After the show we’ll start updating with an all-new Sparrow adventure with art by Wook Jin Clark.
Okay, now that we got all the business out of the way, let’s get to it!
Magnetic Spikes. Geomagnetics. How do they work? You want my opinion, unexplained spikes in localized geomagnetic activity in the Earth’s past obviously point to time travelling teenagers doing pranks to mess with historical records.
The (Legally) Blind Can See. Gonna be a weird time if we can keep this civilization going long enough for features like these to become standard issue in glasses and contact lenses.

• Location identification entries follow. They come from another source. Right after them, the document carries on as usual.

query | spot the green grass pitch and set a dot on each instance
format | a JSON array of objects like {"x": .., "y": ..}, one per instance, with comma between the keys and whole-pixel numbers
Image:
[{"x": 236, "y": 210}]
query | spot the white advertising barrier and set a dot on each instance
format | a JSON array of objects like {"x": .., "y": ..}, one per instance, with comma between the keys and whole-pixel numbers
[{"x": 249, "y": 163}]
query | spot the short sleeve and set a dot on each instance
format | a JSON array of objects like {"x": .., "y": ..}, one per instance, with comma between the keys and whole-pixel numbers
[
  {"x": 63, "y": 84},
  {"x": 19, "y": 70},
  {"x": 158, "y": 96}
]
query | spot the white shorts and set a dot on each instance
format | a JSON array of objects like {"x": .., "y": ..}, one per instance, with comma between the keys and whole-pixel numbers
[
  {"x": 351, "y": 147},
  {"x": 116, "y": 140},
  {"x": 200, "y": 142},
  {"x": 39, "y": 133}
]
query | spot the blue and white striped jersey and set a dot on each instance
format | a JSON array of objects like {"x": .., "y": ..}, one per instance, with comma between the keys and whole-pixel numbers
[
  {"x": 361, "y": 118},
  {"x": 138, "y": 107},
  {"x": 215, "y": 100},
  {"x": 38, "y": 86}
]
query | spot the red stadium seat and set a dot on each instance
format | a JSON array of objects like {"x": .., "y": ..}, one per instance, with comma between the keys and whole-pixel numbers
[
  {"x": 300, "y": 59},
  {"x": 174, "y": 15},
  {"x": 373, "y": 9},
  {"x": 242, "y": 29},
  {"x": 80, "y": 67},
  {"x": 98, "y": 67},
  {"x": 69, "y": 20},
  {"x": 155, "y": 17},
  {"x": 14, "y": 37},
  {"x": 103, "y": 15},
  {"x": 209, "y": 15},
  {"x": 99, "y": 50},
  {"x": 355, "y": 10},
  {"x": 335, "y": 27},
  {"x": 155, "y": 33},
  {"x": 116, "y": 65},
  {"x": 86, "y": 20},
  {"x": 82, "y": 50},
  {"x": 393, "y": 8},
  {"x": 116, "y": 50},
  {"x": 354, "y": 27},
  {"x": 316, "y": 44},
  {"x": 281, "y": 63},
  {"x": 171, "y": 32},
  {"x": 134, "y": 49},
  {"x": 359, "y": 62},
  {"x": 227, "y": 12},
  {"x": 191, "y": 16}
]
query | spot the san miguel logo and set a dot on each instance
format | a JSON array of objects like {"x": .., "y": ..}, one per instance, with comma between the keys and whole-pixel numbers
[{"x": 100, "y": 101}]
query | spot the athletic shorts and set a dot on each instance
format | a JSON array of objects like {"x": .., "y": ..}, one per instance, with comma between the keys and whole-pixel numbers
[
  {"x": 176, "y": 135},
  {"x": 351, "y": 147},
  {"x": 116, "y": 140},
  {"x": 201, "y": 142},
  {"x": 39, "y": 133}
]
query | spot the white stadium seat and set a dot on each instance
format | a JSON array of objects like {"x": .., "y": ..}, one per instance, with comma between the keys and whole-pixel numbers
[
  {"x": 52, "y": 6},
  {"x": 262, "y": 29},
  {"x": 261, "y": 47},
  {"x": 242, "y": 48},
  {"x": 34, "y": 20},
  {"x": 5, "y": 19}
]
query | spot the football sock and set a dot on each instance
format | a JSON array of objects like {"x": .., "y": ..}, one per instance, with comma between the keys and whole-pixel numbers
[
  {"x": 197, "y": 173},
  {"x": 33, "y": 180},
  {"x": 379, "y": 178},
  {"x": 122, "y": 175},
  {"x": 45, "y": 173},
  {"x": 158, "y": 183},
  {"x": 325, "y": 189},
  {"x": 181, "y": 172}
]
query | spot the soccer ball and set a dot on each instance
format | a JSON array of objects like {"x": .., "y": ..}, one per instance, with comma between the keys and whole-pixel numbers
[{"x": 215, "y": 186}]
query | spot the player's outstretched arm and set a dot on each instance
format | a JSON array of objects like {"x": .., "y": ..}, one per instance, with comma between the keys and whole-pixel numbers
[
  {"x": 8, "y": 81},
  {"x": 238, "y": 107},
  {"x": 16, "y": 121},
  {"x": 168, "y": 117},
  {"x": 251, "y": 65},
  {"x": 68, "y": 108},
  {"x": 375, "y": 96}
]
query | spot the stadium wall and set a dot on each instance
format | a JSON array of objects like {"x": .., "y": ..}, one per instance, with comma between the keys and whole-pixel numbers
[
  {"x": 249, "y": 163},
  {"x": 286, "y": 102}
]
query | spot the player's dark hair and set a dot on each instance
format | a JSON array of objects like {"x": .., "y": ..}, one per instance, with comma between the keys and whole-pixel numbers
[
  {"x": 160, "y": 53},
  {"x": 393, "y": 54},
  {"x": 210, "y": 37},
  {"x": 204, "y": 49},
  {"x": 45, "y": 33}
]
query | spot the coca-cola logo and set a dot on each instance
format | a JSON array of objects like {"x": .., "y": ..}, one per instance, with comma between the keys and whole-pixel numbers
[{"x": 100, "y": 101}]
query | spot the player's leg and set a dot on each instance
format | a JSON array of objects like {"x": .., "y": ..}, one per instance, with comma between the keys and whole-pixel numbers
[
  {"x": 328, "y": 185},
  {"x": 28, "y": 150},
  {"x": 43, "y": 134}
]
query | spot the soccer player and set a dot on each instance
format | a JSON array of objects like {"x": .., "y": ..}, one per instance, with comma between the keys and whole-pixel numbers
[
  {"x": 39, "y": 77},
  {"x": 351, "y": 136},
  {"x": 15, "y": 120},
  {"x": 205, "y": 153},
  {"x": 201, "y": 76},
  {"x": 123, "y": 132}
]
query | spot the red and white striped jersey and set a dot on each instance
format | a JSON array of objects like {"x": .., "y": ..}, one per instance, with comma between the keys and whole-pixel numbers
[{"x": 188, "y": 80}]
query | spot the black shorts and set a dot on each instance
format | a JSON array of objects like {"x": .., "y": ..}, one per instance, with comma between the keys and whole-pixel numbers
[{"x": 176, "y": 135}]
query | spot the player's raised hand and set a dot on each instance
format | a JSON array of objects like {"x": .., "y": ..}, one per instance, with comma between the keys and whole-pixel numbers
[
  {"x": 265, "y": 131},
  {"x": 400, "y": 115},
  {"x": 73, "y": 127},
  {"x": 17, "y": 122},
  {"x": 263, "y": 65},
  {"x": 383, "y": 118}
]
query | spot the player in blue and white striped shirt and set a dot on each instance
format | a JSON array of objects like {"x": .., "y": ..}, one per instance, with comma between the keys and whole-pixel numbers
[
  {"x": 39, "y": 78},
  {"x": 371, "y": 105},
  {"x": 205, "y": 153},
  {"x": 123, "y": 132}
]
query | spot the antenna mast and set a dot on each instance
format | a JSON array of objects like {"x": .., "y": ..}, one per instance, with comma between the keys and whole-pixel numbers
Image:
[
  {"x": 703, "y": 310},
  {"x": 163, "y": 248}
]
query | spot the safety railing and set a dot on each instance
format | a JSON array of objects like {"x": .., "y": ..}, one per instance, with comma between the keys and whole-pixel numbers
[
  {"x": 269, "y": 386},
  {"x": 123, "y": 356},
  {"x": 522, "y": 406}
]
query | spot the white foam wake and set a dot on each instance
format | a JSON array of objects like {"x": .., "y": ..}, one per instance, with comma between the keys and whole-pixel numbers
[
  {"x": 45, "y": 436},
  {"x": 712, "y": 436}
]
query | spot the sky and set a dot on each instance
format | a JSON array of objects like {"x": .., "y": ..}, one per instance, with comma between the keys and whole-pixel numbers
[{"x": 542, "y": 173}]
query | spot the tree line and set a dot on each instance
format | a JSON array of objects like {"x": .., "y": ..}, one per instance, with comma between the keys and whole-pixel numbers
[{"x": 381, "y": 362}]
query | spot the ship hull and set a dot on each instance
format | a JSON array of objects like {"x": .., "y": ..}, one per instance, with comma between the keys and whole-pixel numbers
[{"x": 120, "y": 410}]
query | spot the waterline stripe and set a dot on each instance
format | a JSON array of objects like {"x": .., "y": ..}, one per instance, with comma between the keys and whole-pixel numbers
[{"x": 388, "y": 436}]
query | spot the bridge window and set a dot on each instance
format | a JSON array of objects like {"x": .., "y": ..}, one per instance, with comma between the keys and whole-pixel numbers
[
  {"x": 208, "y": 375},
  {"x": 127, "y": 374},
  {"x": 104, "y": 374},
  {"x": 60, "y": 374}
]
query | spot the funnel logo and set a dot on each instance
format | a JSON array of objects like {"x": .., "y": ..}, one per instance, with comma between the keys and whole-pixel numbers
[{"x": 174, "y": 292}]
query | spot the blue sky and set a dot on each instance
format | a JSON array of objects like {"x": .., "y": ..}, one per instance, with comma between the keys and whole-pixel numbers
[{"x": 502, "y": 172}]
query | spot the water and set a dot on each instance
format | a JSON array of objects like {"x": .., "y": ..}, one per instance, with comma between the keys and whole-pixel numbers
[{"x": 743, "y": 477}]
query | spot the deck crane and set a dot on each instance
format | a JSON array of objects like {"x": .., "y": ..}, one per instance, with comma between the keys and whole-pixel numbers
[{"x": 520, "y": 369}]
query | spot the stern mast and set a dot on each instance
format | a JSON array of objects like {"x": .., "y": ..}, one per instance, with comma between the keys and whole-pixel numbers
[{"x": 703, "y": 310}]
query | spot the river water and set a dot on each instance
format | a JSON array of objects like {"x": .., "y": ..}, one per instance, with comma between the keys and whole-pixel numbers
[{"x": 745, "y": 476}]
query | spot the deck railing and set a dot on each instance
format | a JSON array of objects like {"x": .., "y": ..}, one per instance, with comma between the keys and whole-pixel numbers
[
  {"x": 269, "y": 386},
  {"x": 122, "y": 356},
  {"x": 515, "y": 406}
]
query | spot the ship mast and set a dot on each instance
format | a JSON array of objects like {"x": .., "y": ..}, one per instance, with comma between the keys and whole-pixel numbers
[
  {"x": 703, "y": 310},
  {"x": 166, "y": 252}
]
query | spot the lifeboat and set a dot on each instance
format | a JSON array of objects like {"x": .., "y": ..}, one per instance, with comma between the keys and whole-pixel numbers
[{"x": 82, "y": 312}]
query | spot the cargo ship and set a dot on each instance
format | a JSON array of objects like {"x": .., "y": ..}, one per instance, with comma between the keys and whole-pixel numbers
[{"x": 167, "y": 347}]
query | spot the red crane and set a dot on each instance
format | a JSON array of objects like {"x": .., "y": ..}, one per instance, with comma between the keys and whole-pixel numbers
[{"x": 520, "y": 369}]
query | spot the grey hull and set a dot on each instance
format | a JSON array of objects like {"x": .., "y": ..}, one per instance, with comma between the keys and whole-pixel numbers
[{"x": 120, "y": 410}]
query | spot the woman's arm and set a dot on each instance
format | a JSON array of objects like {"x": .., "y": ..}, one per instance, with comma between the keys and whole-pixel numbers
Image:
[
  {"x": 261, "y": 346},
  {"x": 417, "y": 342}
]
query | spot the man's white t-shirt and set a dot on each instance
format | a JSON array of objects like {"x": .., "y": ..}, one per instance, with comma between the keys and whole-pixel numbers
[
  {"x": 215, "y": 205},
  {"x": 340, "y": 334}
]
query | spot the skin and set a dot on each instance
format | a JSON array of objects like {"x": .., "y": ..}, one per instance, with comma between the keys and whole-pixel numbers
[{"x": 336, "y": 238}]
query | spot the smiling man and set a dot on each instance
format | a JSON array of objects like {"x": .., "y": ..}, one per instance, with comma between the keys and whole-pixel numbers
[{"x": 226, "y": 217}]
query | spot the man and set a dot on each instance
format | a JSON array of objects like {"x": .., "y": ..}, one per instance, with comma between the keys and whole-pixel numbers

I think we all heard about TRAPPIST-1. Or 2MASS J23062928-0502285 if you’re nasty. I’m particularly fond of the infographic and tourism posters. The universe is a weird place. Seven planets, all rocky, all roughly Earth-ish sized, and all of them orbiting their star closer than Mercury orbits our own. And yet three of them are potentially habitable since TRAPPIST-1 is pretty dang small and cool relative to the Sun. Fun fact: the Sun has about five billion* years of fuel left, but TRAPPIST is burning so low it’ll last for another four trillion years.
*The Sun will still be around, but that’s when it will have become a Red Giant and expand to engulf the Earth’s** orbit which will, uh, obliterate our planet.
**Oh, don’t worry, that’s still five billion years from now and it won’t matter anyway since all life on Earth will have died long before then because the Sun is slowly getting hotter and the surface of the Earth will be too hot to support liquid water in only about one billion*** years.
***It’s not that bad. It’s unlikely civilization even has another 40 years*^ in it.
*^Assuming a soft collapse where pockets of humanity are able to survive the post-apocalypse at subsistence levels, it’s pretty much impossible for us to ever get “back” to where we are now. The Industrial Revolution only worked because England happened to have a lot of coal/oil near the surface thanks to glaciers carving up the countryside thousands of years earlier. We’ve long since used up all the “easy” energy worldwide and now the only way to get more is by relying on an uninterrupted extraction infrastructure. Should that system suffer a global collapse, that’s it, there’s no starting it back up. The best we can hope for is getting back to about the Renaissance^ and then just hanging out there forever.